Monday 31st October – Pichincha - A Breathless Halloween Climb
It’s Halloween and no better way to spend it than climbing my first
volcano for a few weeks - Pichincha. Myself, Pete and Vlad get a taxi to the
TeleferiQo, a cable car system which takes 20 minutes to get to the starting
point of the trek. These types of cable
cars would normally terrify me due to my fear of heights, but I am now really
starting to feel that my fear has gone (almost). After reaching the end of the TeleferiQo, we
start out on the trek. After only a few
minutes the altitude already starts to affect my breathing. At this height, every 100m higher makes a big
difference. The start proves very
tough. There are a few hills we have to
get over in the first 20 minutes, each only about 20m high, but steep. I have to stop several times and I feel like
I’m not going to get my next breath. But
it is surprising how quick the body can adapt.
After the initial 30 minutes it starts to ease, but breathing is still
tough, and breaks are frequent. It’s not
long before Pete and I lose Vlad. He
powers on and soon disappears up the volcano.
As we walk along, behind us we can look down to see amazing views. We are surrounded by other peaks and through
the gaps see Quito spread out below. The
further up we go, the tougher the terrain gets, but it’s manageable. There are a few places where the path becomes
very narrow but nothing dangerous. After
about two hours we reach the steeper part of the climb. The ground beneath our feet is more like sand
and gravel making it tougher to make progress.
Then the final 20m is solid rock, but almost vertical. At this stage we are rock climbing more than
trekking. Every few metres we stop to catch our breath and prepare ourselves
for the next push. It’s very cold now
and even with gloves my hands are numb making it hard to grasp the rocks. The clouds start to slowly roll up the hill,
like ghostly figures racing against us to the top. Very apt for Halloween. Finally after two hours and 40 minutes we
clamber onto the summit. It’s a great
feeling. Having just beat the clouds,
standing on the small plateau at the top we can see into to the other side of
the peak and the valley below. It was
worth every minute to get here. A small
bird lands beside us. I’m surprised to
see such a small bird at this altitude.
This is soon followed by a very large bird of prey. This begins to circle us several times,
checking us out, before landing only metres away.
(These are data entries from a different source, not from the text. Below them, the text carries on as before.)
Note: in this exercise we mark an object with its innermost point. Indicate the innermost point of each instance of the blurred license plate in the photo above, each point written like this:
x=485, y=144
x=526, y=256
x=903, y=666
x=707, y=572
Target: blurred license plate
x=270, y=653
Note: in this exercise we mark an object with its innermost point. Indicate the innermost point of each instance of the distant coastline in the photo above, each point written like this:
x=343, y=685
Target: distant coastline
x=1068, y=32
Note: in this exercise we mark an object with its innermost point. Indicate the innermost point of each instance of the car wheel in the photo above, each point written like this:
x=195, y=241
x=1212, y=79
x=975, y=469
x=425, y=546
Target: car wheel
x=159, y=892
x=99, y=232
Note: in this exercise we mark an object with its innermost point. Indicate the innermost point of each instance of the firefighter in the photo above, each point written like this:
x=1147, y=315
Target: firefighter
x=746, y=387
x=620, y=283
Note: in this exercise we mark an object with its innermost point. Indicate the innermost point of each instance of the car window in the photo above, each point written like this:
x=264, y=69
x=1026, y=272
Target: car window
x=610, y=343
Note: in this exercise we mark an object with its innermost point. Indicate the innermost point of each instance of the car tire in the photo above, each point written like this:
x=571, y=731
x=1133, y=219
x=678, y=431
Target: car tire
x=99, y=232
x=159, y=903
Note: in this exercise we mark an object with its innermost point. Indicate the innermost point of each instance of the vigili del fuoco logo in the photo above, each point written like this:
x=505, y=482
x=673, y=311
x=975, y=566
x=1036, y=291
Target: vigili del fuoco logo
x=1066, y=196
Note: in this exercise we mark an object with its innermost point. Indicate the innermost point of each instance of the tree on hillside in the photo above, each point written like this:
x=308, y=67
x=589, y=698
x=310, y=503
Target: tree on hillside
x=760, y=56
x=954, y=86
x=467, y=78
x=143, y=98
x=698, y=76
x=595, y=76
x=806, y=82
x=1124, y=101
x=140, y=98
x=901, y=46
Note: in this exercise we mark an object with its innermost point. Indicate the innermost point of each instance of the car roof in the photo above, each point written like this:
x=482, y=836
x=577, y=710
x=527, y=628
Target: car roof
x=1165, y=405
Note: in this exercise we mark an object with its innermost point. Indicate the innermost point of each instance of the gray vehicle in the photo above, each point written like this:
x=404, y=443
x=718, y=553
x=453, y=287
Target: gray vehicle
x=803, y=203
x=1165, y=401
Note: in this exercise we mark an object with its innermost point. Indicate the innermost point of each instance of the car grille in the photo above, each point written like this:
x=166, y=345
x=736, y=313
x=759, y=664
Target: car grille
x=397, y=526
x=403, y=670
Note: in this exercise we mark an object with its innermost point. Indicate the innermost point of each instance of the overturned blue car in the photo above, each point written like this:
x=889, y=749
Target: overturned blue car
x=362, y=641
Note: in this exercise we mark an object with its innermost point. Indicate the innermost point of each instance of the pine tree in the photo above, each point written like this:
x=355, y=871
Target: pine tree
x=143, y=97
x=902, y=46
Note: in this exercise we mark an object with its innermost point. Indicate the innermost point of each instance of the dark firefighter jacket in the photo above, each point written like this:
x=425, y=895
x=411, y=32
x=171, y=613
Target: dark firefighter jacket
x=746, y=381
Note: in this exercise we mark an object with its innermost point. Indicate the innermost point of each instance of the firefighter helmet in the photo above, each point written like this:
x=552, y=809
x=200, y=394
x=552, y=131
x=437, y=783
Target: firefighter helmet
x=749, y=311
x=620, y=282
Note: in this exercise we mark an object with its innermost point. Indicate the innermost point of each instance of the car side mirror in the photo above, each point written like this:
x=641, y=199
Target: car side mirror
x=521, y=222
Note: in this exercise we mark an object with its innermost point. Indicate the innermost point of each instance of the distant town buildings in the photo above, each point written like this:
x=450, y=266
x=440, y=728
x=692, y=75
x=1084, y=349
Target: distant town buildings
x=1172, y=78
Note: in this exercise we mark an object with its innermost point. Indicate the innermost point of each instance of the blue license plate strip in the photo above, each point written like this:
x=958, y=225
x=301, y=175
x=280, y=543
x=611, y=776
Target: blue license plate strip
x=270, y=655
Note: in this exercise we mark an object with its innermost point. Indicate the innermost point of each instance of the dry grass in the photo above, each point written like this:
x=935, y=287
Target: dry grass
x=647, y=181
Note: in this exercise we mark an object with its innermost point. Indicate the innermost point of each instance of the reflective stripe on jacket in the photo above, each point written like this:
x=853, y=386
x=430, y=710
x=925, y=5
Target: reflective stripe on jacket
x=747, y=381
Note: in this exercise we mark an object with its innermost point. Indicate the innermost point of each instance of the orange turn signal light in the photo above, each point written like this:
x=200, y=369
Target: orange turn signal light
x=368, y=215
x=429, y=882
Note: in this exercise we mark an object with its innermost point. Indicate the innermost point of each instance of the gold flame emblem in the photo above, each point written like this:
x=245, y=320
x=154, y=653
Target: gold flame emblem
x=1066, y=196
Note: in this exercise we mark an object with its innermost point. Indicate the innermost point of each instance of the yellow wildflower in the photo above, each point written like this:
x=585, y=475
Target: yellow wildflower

We take in the views for 20 minutes and get some much needed rest before
beginning our descent. As we leave the
summit, another climber passes us on her way up. While making our way down we meet her
again. She did the trek in one hour and
45 minutes. That’s staggeringly
quick. The climb back down is much
easier. We tackle the sand and gravel
areas like snow, running in a zigzag motion.
This is not a good method. At one
stage I lose all control of my speed and direction and crash my shin straight
into a rock. It could have been much
worse. Time to take it easy. After only one hour and 30 minutes we reach
the TeleferiQo again at which point I am dragging my legs, barely able to lift
them. Next time I do something like this
I know to bring food. Rookie mistake.
Part of today’s adventure was a test to see how I handled the altitude
and whether I’d be fit enough to tackle Cotopaxi. Although I made it today, Cotopaxi is a whole
different story. I’ve decided that it
would just be a little too tough for me at this stage. I’ll try something like that later in my
trip, maybe in Peru.
After getting back
to the hostel and getting back to better oxygen levels, I get talking to
Elisha, from Perth Australia.. She’s
planning a trip to the Galapagos Islands and has convinced me to go. The Galapagos is somewhere I have wanted to
go all my life, but it is very expensive.
It’ll blow out my budget completely.
But then again, when I will ever be so close? When will I ever have this chance again? Some big decisions to make.
The hostel put on a
special Halloween dinner tonight: green soup, black witches hair spaghetti and
a Bloody Mary. When chatting to Elisha a
bit more over dinner she tells me the best hot chocolate she has ever tasted
was in Mello Café in Bundoran, Donegal.
Mello Café is owned by my cousin Caoilfhionn. Another small world incident.